On peut qualifier ces MMORPG d’espaces virtuels, car si l’immersion n’est pas (encore) aussi englobante et synesthésique que l’avaient imaginé les précurseurs du cyberpunk – on ne se connecte pas à ces jeux via des prises dans la nuque ou des casques bardés d’électrodes, mais via l’écran d’un simple PC – l’effet d’immersion est tout de même suffisamment puissant, en intensité, en durée, en densité, pour provoquer parfois une véritable déconnexion de la réalité, au point que les psychologues pointent l’apparition d’une nouvelle pathologie dans les sociétés développées : la cyber-dépendance. Les faits divers sordides liés à des affaires de cyber-dépendance font les choux gras de la presse, qui rapporte régulièrement des cas de joueurs morts d’épuisement devant leur écran, après avoir joué pendant des jours sans s’arrêter, ou de parents qui laissent mourir voire assassinent leurs enfants pour pouvoir assouvir leur passion du jeu.

Cette invasion du réel par le virtuel a aussi inspiré les auteurs de science-fiction : ce thème des joueurs absorbés par les mondes virtuels se retrouve dans des romans comme Inner City de Jean-Marc Ligny (1996), ou Le dixième cercle, de Guy Thuillier (1999).

Là encore, le rapport à la réalité est au coeur des débats suscités par ces espaces virtuels, en particulier les jeux en ligne, qui suscitent de plus en plus l’attention des chercheurs (par exemple pour World of Warcraft : Coulombe, 2010 ; ou Genvo, 2009 ; pour Second Life, Cayeux & Guibert, 2007). Le virtuel est perçu (et critiqué) comme une fuite du réel, et rapproché de comportements comme l’addiction aux drogues et autres formes de déviances. Dans une approche plus constructive, l’espace virtuel est appréhendé comme un miroir du réel, une façon de questionner et de tester la valeur de notre modernité. Comment se fait-il qu’il semble parfois plus facile pour les individus de se construire une personnalité ou de trouver des gratifications dans les espaces virtuels, plutôt que de ce côté-ci de l’écran ?

Les espaces hypergéographiques : archétypes, mythes et réminiscences

A quoi ressemblent donc ces espaces virtuels aujourd’hui, qu’ils soient réels ou intrafictionnels ? Peut-on en faire une géographie ?

D’abord, on peut constater que la boîte à outils des espaces virtuels n’est plus sensiblement différente de celle des mondes imaginaires en général.
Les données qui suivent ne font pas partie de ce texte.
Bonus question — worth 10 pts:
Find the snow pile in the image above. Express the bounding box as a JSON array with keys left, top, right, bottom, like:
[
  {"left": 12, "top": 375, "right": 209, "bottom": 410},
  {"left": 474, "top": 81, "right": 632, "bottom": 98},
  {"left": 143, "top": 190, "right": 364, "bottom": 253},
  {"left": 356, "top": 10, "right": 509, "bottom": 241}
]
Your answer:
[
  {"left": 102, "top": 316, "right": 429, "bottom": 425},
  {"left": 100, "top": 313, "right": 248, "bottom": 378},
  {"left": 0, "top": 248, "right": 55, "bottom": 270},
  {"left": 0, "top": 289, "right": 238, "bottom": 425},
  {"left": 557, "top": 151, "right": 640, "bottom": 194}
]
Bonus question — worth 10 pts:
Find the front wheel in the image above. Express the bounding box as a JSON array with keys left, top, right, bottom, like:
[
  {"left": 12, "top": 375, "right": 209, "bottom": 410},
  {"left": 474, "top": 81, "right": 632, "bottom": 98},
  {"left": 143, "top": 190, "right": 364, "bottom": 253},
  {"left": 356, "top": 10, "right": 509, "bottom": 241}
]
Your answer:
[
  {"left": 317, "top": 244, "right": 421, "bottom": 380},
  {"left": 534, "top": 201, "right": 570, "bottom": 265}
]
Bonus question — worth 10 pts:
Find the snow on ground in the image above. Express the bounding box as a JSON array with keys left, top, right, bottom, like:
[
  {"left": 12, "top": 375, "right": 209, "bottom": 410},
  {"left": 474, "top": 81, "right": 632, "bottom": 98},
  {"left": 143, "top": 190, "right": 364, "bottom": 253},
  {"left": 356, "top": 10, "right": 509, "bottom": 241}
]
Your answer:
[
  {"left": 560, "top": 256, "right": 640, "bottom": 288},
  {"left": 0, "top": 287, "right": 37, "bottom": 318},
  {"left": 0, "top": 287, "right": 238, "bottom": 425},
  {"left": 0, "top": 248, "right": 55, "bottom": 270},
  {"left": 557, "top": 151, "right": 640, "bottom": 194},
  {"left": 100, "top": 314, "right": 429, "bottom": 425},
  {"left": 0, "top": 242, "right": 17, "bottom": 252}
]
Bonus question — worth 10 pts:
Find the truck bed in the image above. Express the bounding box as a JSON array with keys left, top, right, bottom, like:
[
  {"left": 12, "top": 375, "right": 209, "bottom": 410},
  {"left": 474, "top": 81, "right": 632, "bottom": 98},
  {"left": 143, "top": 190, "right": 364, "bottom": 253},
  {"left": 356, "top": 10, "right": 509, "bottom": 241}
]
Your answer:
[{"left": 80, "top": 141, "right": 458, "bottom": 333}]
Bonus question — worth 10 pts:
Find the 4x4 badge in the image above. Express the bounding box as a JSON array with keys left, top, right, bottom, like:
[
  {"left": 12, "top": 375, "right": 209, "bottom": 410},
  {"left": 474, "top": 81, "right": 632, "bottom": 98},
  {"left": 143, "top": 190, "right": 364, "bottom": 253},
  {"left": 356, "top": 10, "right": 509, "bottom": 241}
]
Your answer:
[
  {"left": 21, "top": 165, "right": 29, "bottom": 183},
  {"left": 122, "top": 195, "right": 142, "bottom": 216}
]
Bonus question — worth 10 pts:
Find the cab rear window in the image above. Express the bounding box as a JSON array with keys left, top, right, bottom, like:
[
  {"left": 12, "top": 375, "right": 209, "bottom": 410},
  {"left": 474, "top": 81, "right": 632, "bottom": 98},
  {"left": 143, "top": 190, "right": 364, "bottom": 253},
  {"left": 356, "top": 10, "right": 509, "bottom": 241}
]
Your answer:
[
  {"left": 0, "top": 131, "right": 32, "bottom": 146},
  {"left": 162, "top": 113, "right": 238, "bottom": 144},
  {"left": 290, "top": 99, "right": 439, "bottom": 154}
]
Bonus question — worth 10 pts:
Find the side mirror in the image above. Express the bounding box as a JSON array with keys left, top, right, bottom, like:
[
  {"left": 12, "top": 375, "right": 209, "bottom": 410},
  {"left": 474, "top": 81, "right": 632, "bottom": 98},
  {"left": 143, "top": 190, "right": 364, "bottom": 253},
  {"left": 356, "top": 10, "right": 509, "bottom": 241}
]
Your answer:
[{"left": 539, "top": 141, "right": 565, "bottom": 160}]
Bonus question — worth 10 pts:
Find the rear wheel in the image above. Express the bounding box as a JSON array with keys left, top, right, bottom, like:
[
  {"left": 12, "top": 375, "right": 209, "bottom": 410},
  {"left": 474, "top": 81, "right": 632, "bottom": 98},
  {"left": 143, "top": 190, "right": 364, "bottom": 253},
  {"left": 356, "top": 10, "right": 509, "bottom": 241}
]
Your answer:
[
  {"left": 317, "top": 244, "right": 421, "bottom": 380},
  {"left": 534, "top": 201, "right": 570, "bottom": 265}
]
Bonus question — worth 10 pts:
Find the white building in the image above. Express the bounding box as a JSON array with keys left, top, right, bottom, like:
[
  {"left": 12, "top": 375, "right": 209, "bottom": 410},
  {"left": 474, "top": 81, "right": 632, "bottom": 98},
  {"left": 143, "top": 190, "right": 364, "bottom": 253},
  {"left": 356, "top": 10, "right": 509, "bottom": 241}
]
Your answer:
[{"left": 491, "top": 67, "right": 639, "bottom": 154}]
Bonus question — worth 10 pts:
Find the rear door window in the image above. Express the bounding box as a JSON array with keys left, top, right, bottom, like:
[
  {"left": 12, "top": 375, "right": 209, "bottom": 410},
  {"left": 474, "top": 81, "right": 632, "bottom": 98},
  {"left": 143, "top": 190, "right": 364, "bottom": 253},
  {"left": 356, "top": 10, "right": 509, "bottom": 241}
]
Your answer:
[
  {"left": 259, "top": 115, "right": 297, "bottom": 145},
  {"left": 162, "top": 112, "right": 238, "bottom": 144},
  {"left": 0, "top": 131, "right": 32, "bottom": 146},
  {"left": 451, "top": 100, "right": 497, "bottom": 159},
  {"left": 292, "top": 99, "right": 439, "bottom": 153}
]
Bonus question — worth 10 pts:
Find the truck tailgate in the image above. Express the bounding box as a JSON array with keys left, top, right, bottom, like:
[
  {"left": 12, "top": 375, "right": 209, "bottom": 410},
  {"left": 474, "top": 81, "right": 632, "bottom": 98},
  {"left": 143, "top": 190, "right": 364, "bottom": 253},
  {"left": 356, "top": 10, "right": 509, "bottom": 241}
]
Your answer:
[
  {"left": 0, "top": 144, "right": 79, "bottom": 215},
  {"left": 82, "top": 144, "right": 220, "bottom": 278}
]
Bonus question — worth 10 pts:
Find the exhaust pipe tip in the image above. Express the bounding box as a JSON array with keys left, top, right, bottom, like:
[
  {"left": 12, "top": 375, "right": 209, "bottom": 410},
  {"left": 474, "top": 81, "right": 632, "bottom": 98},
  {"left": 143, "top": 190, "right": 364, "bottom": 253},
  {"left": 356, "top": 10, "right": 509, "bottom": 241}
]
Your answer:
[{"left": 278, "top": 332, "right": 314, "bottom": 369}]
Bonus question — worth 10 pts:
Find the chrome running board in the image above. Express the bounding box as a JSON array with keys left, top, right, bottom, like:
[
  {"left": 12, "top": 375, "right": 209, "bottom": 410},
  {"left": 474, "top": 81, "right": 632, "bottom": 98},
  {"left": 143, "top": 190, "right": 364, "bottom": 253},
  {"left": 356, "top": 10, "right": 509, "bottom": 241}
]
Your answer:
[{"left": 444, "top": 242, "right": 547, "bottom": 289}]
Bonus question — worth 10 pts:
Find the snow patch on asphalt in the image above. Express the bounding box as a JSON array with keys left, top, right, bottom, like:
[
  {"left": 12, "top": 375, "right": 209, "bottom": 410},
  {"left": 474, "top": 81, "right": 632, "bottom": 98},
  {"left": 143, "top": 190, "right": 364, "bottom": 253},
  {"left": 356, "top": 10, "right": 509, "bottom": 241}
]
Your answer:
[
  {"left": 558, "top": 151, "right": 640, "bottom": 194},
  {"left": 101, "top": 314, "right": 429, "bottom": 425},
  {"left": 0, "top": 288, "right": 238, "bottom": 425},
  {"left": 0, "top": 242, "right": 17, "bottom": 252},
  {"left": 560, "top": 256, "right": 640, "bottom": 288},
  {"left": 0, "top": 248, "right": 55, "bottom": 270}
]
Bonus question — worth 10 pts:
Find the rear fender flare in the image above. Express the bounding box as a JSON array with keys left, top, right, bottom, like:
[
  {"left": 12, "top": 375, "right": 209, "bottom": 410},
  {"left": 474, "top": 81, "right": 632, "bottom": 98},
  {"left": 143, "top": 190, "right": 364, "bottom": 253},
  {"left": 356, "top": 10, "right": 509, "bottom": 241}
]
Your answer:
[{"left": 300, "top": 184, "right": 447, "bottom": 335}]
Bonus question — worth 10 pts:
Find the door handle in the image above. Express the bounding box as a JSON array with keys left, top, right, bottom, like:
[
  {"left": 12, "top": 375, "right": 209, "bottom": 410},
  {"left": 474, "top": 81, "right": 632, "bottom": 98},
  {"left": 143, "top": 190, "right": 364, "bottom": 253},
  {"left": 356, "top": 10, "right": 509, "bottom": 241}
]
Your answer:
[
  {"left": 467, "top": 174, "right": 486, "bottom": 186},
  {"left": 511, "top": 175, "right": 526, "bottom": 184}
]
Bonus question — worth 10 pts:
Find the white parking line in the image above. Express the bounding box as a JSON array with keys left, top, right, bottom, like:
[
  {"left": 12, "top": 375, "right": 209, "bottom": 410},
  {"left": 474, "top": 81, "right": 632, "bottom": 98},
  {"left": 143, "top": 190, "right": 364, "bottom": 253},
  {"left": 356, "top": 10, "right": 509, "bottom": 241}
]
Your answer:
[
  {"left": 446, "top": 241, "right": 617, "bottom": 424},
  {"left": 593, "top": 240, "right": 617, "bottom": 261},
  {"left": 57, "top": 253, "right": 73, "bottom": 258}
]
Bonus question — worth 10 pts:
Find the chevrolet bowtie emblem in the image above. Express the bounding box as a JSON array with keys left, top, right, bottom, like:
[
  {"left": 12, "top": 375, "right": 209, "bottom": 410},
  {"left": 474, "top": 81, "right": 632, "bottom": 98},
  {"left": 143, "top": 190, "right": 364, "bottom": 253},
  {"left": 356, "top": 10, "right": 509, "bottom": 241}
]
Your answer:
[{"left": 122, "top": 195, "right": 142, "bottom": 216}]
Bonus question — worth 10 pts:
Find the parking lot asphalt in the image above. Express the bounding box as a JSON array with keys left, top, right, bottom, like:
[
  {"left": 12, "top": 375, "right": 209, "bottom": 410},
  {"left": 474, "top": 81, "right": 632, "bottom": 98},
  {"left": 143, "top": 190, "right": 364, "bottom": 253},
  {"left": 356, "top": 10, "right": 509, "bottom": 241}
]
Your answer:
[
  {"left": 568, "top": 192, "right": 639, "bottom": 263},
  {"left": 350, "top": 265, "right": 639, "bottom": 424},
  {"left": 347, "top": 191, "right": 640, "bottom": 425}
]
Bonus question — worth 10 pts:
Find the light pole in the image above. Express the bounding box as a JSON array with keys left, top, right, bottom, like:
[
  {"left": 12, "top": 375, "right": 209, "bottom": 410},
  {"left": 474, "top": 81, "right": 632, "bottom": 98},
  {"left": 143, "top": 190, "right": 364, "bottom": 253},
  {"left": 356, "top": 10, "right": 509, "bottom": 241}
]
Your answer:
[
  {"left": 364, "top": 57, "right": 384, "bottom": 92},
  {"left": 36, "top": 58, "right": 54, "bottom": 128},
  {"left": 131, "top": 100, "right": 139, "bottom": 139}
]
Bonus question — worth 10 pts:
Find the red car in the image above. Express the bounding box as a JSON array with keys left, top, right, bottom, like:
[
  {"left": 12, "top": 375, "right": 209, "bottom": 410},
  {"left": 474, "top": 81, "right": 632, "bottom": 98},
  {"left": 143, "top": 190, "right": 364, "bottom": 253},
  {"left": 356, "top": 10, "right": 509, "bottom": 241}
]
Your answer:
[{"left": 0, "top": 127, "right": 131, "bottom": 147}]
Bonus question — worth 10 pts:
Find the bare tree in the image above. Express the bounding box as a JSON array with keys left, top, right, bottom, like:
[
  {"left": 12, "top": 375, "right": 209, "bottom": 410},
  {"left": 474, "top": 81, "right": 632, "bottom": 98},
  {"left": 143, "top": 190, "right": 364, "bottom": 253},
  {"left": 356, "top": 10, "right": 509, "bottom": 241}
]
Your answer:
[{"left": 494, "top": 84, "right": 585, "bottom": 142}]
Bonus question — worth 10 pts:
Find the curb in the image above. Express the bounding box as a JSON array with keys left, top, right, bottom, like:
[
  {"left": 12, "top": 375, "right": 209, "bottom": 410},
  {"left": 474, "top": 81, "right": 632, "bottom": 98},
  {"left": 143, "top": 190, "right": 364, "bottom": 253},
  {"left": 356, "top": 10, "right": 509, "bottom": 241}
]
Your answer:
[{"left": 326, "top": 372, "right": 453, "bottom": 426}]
On retrouve dans les espaces virtuels les mêmes traits que dans les univers de fiction, et plus précisément les univers de science-fiction, qui est le genre démiurgique par excellence. En effet, si la fiction crée essentiellement des personnages et des intrigues, qu’elle situe dans des décors existants, la science-fiction invente aussi les espaces où elle déroule ses récits. Dans ses différents courants, qu’il s’agisse du space-opéra, de la hard-science, de la fantasy, de l’anticipation, du cyberpunk, etc., la science-fiction, ou les « littératures de l’imaginaire », selon une terminologie en vogue aujourd’hui, a en effet la particularité de proposer au lecteur / spectateur non seulement une intrigue, des personnages imaginaires, mais aussi un univers, plus ou moins proche de notre réalité, et c’est cet effet d’étrangeté, de surprise, de découverte, au début de chaque nouveau roman, qui fait tout le sel de ce genre polymorphe (Colson & Ruaud, 2008; Labbé & Millet 2001; Langlet, 2006).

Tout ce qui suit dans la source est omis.